In 2007, NASA finally relented and gave over the files it had and agreed to pay Kean’s legal fees related to the lawsuit. But some of the files related to Kecksburg and Project Moon Dust were allegedly lost forever. According to a NASA public affairs document included in this latest round of documents, NASA sent its files to the National Archives for safekeeping two years after the Kecksburg incident. In 1996, the National Archives told NASA that the files had been marked as lost since 1987.

Enter The Black Vault, which asked the Government for all its documents related to the lawsuit with Kean. It got 220 pages back, including some fragments of the Project Moon Dust records. The files also detailed the reasons why they were so hard to find—NASA had destroyed many of them as part of a routine cleaning out of old records.

The 220 pages are an interesting grab bag of NASA communications describing struggles to track down records and State Department communications about Project Moon Dust. The diplomatic cables are particularly interesting and paint a picture of NASA in the 1960s rushing around the world attempting to pick up every scrap that fell from the sky for study. For example, one diplomatic cable recounts the difficulty NASA had in collecting a piece of debris that fell in Zambia.

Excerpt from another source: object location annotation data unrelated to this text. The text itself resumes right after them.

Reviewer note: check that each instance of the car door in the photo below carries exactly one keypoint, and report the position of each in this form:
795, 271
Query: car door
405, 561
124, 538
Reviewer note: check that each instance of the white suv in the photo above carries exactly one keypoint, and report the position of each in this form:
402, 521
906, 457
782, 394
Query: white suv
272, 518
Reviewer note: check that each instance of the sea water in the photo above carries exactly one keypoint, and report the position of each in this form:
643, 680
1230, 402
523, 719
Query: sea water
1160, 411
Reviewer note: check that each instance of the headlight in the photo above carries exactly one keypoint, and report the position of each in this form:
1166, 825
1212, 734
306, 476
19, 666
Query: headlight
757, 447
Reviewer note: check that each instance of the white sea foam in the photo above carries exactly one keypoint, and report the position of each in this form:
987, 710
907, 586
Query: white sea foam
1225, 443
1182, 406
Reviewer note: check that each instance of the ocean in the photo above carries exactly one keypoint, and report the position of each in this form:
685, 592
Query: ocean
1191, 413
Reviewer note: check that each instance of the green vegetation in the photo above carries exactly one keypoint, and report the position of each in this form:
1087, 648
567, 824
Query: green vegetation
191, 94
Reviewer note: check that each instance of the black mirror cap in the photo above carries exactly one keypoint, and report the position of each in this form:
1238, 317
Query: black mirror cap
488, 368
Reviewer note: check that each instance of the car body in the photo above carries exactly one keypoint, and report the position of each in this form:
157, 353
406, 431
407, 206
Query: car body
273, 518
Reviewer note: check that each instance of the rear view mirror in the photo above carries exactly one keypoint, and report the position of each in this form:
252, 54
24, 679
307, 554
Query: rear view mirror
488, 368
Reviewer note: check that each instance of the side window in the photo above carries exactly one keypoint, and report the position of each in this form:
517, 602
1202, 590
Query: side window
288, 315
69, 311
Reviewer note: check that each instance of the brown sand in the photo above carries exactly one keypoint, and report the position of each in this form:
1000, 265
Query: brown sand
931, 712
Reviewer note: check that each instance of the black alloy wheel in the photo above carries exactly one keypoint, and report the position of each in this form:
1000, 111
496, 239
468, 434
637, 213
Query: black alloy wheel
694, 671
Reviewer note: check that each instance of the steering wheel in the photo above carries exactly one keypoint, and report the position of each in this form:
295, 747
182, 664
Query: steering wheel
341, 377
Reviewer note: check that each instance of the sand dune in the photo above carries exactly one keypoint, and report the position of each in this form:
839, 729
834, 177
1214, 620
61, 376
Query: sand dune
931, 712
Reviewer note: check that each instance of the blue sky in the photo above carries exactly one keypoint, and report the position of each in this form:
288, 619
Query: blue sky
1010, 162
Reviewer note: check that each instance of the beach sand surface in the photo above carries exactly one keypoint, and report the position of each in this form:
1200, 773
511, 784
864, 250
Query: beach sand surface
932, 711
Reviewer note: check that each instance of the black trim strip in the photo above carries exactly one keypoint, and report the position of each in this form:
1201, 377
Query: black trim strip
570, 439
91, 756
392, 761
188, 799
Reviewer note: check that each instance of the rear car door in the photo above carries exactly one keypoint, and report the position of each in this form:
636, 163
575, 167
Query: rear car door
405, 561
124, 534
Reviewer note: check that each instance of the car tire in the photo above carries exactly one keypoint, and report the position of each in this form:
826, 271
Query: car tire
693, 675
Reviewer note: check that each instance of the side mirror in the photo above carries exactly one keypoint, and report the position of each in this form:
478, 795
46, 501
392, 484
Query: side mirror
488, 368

“[Contact] says fragment measures 17 by 11 feet, is made of aluminum…and appears too large for pickup by Zambia Air Force Caribou unless cut into,” one cable said. “Took twelve men to carry fragment thru difficult terrain to strip, but 4 men could lift.” According to the documents, NASA later identified the Zambia fragment as a piece of the Apollo AS—203, an unmanned test craft NASA launched in 1966.

The documents are full of the minutiae of the early days of America’s foray into space when anything crashing to Earth could be part of someone’s space program. But what, exactly, landed in Kecksburg that night in 1965?

In 2005, just ahead of the 40th anniversary of the incident, NASA announced it was a Russian satellite. But NASA couldn’t prove its case because the records had been lost. “As a rule, we don’t track UFOs. What we could do, and what we apparently did as experts in spacecraft in the 1960s, was to take a look at whatever it was and give our expert opinion,” a NASA spokesperson said in 2005. “We did that, we boxed (the case) up and that was the end of it. Unfortunately, the documents supporting those findings were misplaced.”

That wasn’t NASA’s line in 1965. “Investigations of photographs and sightings of the fireball indicated its path through the atmosphere was probably too steep to be consistent with a spacecraft re-entering from Earth orbit and was more likely a meteor in a prograde orbit from the vicinity of the asteroid belt, and probably ended its flight over western Lake Erie,” it said in an archived press release from 1965.

NASA has steadfastly said that the Kecskburg was not the result of an extraterrestrial crash. “One of NASA’s key goals is the search for life in the universe. To date, NASA has yet to find any credible evidence of extraterrestrial life; however, NASA is exploring the solar system and beyond to help us answer fundamental questions, including whether we are alone in the universe,” NASA told Motherboard in an email. “We lead the U.S. government’s search for extraterrestrial life, be it close to home, on the planets or moons of our solar system, or deeper into space. NASA does not actively search for UAPs and the lack of robust data is the central problem for scientific study of UAPs and to determine whether they are natural or human-made phenomena—there is no current data to support that UAPs or UFOs are evidence of alien technologies.”

The truth of the Kecksburg incident is probably lost to time. That is, of course, unless more files are dug up from deep inside the federal government’s archives that can confirm NASA’s current story. As The Black Vault and the Freedom of Information Act have repeatedly proved, sometimes it just takes a fresh set of eyes and a new set of questions to get a little closer to the truth.